Nachstehend finden Sie einen redaktionellen Auszug aus dem greenValue Newsletter für Investoren / Ausgabe März 2015. Zum regelmäßigen Bezug des Newsletters melden Sie sich einfach unter www.greenvalue.de/kontakt.aspx an.

In den letzten Jahren hat sich die Bürgerenergie durchweg gut entwickelt und ist zu einem festen Standbein in der Energiewende geworden. Mit lediglich 29 Registrierungen brach im Jahr 2014 die Zahl der Neugründungen drastisch ein. 2011 wurden hingegen noch 194 genossenschaftliche Neugründungen registriert.
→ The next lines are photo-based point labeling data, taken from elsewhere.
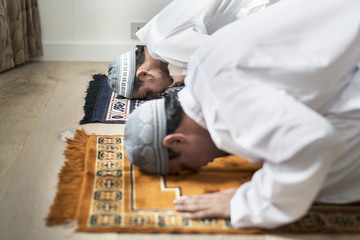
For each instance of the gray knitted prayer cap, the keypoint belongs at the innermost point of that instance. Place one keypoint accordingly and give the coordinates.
(144, 132)
(121, 74)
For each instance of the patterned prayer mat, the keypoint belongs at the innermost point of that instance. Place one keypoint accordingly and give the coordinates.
(104, 193)
(104, 105)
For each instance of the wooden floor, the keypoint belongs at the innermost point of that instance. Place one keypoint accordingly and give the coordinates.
(41, 104)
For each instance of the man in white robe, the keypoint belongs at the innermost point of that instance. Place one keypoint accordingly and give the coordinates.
(286, 96)
(173, 35)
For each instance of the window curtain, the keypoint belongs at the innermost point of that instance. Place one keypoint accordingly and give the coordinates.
(20, 35)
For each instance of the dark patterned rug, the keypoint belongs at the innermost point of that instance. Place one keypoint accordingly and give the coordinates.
(104, 105)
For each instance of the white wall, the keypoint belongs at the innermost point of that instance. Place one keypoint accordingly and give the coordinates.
(91, 30)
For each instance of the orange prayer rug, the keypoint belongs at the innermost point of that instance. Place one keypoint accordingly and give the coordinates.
(103, 192)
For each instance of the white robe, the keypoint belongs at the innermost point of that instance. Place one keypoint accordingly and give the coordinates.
(287, 95)
(180, 28)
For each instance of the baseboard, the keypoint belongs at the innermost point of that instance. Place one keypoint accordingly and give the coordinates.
(83, 51)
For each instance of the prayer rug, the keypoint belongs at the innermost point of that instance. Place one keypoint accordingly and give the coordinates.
(103, 192)
(104, 105)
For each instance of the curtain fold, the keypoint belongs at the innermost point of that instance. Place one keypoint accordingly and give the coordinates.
(20, 34)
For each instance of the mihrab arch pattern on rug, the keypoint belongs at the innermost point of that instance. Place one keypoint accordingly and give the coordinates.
(103, 192)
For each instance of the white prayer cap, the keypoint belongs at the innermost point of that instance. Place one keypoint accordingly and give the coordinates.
(144, 132)
(121, 74)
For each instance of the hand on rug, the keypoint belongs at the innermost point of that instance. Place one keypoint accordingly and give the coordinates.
(210, 205)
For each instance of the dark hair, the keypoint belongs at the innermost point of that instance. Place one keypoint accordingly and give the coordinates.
(140, 59)
(173, 111)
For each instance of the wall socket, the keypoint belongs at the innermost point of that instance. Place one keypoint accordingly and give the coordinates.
(134, 27)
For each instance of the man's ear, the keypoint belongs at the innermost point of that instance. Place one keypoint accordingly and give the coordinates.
(141, 73)
(175, 140)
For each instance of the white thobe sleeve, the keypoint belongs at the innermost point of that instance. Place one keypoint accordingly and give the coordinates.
(175, 48)
(297, 145)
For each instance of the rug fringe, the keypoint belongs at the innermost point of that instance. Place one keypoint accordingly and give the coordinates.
(70, 181)
(92, 98)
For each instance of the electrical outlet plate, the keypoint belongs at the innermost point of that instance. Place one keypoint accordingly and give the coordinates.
(134, 27)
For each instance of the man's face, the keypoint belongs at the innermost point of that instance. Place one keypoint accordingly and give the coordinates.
(155, 83)
(199, 152)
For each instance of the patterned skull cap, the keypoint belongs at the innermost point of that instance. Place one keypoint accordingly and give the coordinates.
(144, 132)
(121, 74)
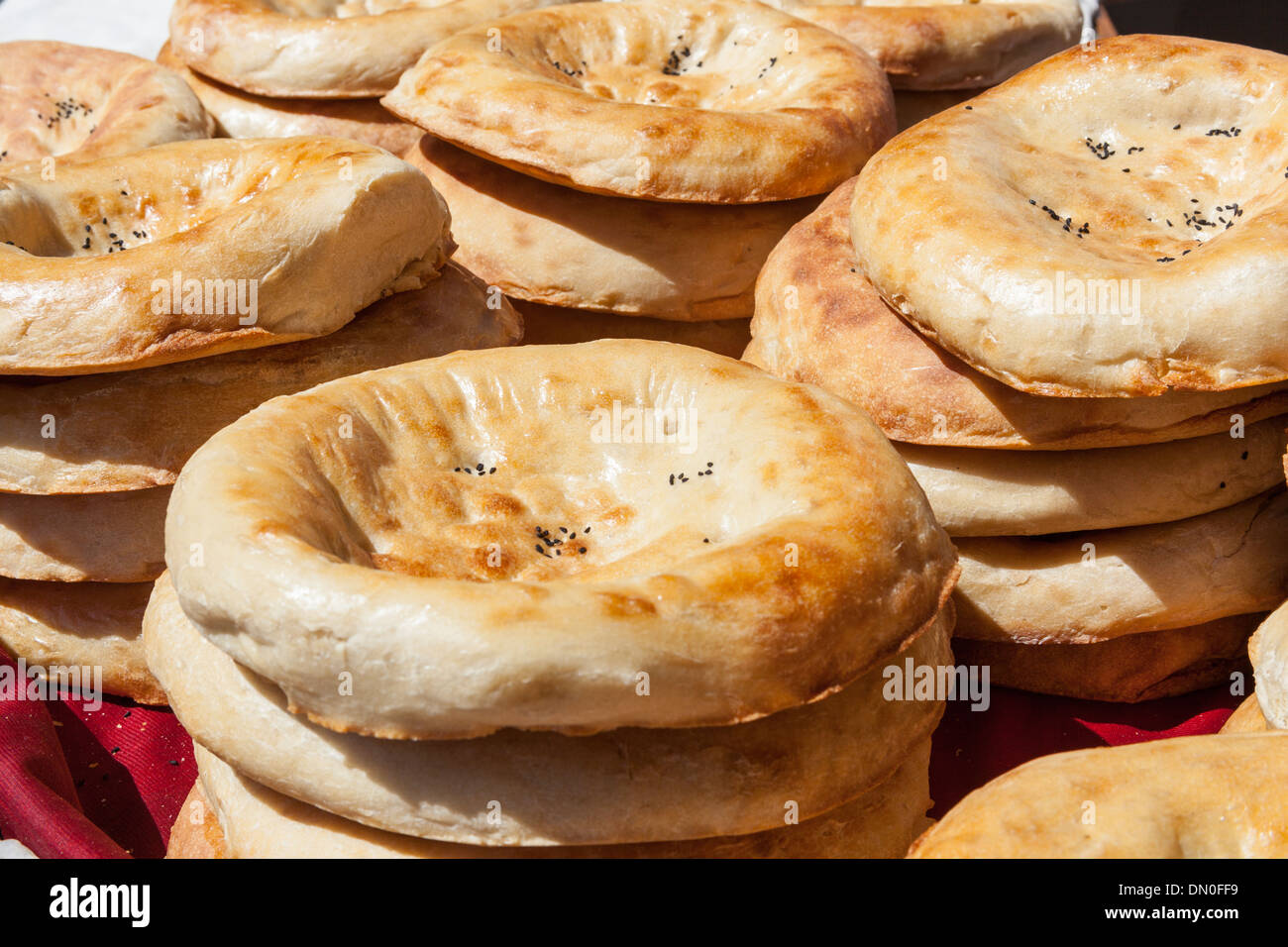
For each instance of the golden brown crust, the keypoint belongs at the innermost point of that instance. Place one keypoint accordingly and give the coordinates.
(1129, 669)
(930, 44)
(554, 245)
(550, 325)
(81, 103)
(244, 115)
(132, 431)
(268, 825)
(391, 514)
(249, 230)
(196, 832)
(81, 624)
(1212, 796)
(1094, 227)
(818, 320)
(709, 102)
(1247, 718)
(321, 50)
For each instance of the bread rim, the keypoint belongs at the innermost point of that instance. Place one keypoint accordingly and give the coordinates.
(244, 115)
(134, 431)
(262, 48)
(1037, 590)
(97, 538)
(979, 492)
(623, 787)
(1211, 796)
(549, 244)
(80, 103)
(1269, 654)
(819, 320)
(1060, 260)
(1129, 669)
(690, 579)
(554, 325)
(931, 46)
(91, 625)
(784, 110)
(263, 823)
(271, 218)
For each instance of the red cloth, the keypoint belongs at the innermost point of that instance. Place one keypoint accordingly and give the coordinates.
(81, 784)
(110, 783)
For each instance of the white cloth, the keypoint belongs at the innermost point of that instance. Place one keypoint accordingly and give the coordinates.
(129, 26)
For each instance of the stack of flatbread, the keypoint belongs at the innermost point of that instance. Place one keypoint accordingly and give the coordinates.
(462, 622)
(115, 367)
(1060, 303)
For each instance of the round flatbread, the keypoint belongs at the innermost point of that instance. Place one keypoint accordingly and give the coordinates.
(321, 48)
(78, 103)
(231, 245)
(949, 44)
(133, 431)
(1269, 654)
(979, 492)
(1104, 224)
(244, 115)
(482, 518)
(818, 320)
(1214, 796)
(516, 788)
(1129, 669)
(262, 823)
(1104, 583)
(711, 102)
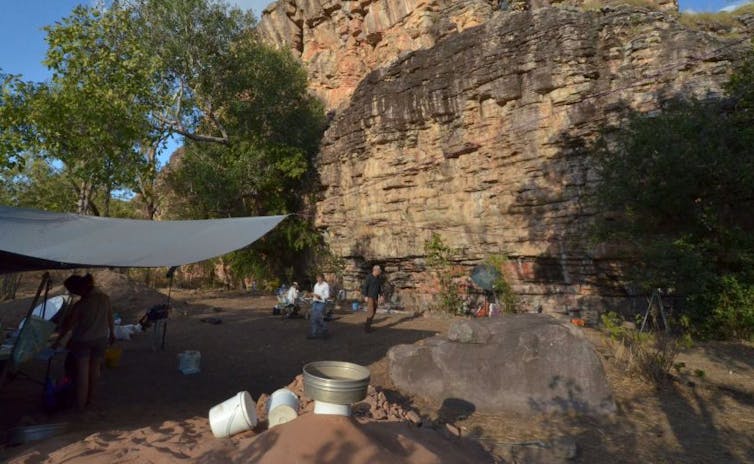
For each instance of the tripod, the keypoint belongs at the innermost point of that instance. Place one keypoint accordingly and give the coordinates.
(655, 308)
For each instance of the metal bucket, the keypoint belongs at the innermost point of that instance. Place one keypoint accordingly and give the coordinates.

Die Bürgerenergie-Akteure sind durch die verschiedenen Gesetzesnovellen (EEG und KAGB) verunsichert. Gründe für das abnehmende Engagement sind der Wechsel zu Ausschreibungsverfahren, die Belastung des Eigenstromverbrauchs und die zunehmende Bürokratie. Der Bundesrat macht sich nun beim KAGB für Genossenschaften stark. Unter anderem sollen reguläre Genossenschaften von unnötigen Auflagen ausgenommen werden. Der DGRV (Deutsche Genossenschafts- und Raiffeisenverband) begrüßt die Vorschläge der Länderkammer. „Es ist grotesk, dass Genossenschaften mit Auflagen konfrontiert werden, die für Investmentfonds gedacht sind. Es geht bei den Genossenschaften um einen gemeinschaftlichen Unternehmenszweck und nicht um die Renditemaximierung einer Geldanlage. Wir freuen uns sehr, dass die Bundesländer unsere Auffassung teilen“, so der Vorsitzende des Vorstands Dr. Eckhard Ott. Der Bundesrat bringt zum Ausdruck, Genossenschaften, die sich nicht an die Vorgabe des Genossenschaftsgesetztes halten, zu erfassen. Sollten eingeworbene Gelder, wie ein Investmentfond, nur mit Renditezielen angelegt werden, so müssen diese Genossenschaften auch weiterhin dem KAGB unterliegen.